Юрий объявился на ноябрьские праздники. Пришел без звонка, вручил тетушке пакет с дефицитными продуктами, удивился тому, как вырос Олежек.
За столом он был мил со всеми тремя женщинами, но особенно внимателен и предупредителен к Мане.
«Как мальчишка, – улыбалась про себя Света. – В отместку за то, что я предпочла встречу Миши походу с ним в театр, пытается заставить меня ревновать. К кому? К Маньке?»
После обеда она собралась гулять с ребенком, и Шереметьев вызвался сопровождать ее.
Едва они вышли на улицу, Света задала вопрос, который давно ее волновал:
– Интересно, где вы пропадали больше двух месяцев?
– А вы успели соскучиться? – сдерживая улыбку, осведомился он.
– Я думала, вы обиделись, что я не пошла тогда с вами в театр…
– Что за самомнение! Вы слишком преувеличиваете роль собственной особы в моей жизни… Я был занят. После отдыхал на курорте. Потом опять дела. Пару раз ездил за границу. А как вы провели это время?

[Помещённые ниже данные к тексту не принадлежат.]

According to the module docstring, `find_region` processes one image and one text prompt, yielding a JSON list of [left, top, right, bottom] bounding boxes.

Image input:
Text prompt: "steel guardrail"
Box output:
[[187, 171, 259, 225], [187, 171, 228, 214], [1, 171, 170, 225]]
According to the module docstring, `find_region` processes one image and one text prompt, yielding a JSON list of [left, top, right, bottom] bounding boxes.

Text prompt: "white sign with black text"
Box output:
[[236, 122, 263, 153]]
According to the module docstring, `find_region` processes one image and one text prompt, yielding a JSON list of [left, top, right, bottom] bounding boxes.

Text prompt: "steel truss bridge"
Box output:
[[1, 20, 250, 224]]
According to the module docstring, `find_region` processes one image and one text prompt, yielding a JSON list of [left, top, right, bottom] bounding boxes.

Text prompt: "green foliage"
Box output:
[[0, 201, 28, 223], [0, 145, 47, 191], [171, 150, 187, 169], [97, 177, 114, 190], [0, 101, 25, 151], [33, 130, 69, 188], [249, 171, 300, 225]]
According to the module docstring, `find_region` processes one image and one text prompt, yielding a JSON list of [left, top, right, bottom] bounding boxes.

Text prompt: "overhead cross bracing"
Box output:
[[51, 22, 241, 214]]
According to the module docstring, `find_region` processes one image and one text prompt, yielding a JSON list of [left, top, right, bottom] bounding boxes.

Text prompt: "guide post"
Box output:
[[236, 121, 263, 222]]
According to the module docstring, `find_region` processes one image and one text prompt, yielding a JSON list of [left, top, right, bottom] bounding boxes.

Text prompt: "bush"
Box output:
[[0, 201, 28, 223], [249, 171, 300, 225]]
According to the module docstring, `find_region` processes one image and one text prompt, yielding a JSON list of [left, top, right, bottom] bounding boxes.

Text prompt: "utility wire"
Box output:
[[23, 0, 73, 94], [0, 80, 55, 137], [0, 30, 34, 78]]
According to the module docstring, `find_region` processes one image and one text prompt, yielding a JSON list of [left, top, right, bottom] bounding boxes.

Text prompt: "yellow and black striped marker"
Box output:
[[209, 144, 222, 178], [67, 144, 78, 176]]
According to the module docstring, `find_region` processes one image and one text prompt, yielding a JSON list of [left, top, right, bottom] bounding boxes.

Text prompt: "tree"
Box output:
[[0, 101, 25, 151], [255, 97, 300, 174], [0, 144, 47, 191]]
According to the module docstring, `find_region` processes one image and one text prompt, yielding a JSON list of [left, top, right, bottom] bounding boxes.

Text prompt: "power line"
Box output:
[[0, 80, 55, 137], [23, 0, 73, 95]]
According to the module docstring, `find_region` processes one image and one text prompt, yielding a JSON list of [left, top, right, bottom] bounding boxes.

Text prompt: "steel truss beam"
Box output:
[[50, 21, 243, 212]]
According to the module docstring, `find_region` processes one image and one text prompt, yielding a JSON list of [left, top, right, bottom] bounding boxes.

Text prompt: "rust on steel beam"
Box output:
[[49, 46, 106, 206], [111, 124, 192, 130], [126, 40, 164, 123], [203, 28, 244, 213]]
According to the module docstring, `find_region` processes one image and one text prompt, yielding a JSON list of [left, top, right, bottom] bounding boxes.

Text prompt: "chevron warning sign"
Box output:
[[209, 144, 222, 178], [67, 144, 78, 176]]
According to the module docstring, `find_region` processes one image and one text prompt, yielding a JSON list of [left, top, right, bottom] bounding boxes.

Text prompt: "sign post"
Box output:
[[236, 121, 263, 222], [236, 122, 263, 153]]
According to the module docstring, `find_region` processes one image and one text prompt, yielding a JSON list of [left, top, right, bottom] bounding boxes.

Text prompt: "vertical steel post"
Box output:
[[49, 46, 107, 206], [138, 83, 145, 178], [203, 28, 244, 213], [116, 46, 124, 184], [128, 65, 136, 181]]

– Очень хорошо! И ни капли я не соскучилась. Несколько раз ходила на дискотеки.
– И наверняка подцепили себе там кавалера. И теперь он будет вас водить по театрам и ресторанам, и вы откажетесь от наших встреч. Похоже, я упустил свой шанс…
Голос звучал насмешливо, но в его взгляде она заметила тревогу. Наверное, все-таки влюблен, хоть и не признается. Света не удержалась от самодовольной улыбки.
– Конечно, от кавалеров на дискотеках у меня отбою нет. Я ведь отлично танцую. Но в ресторан пока никто не приглашал.
– Договорились, Светочка. Со мной вы ходите в театры и рестораны, а на дискотеки с этими мальчишками, у которых ни на что другое денег нет. Так вы что же, совсем не учитесь?
– Ну… – протянула она. – Пару раз в неделю я все-таки хожу на занятия, хотя там такая скучища. Парней совсем нет, одни очкастые дуры – будущие библиотекарши.
– А зачем вы выбрали этот вуз? Собираетесь всю жизнь просидеть среди пыльных полок с книгами?
– А где учиться? Где-то же надо?
Он пожал плечами.
– Образование, конечно, вещь не вредная. Но, по-моему, у вас абсолютно не гуманитарный склад ума. Как называется последняя книга, которую вы прочли?
Света не могла припомнить, когда держала в руках книжку. Раньше Манька ей их приносила, а сейчас – чего носить? Книжный шкаф общий, вот он, читай – не хочу. А Света и не хотела особенно. Иногда брала какой-нибудь том, раскрывала вечером, лежа в постели, и засыпала на второй странице. Кажется, когда Миша приехал, Манька говорила ему о нашумевшей новой книге…
Юрий с интересом следил, как она силится припомнить, и удивленно вскинул брови, когда Света выдала:
– «Дети Арбата».
– А кто автор?
– Не помню.
– Анатолий Рыбаков. Назовите книги, которые он еще написал.
– Я что, на экзамене? Чего пристали? – вспылила она.
– Я просто пытаюсь доказать, что вы выбрали не ту стезю. Библиотечное дело – это не ваше. Вы ведь не читали «Дети Арбата», а то бы знали, что еще написал Рыбаков. Он ведь известный писатель.
– Был бы известный – знала бы!
– Известный, известный… И вы наверняка знаете. Просто не может быть, чтоб не знали: «Кортик», «Бронзовая птица», «Приключения Кроша».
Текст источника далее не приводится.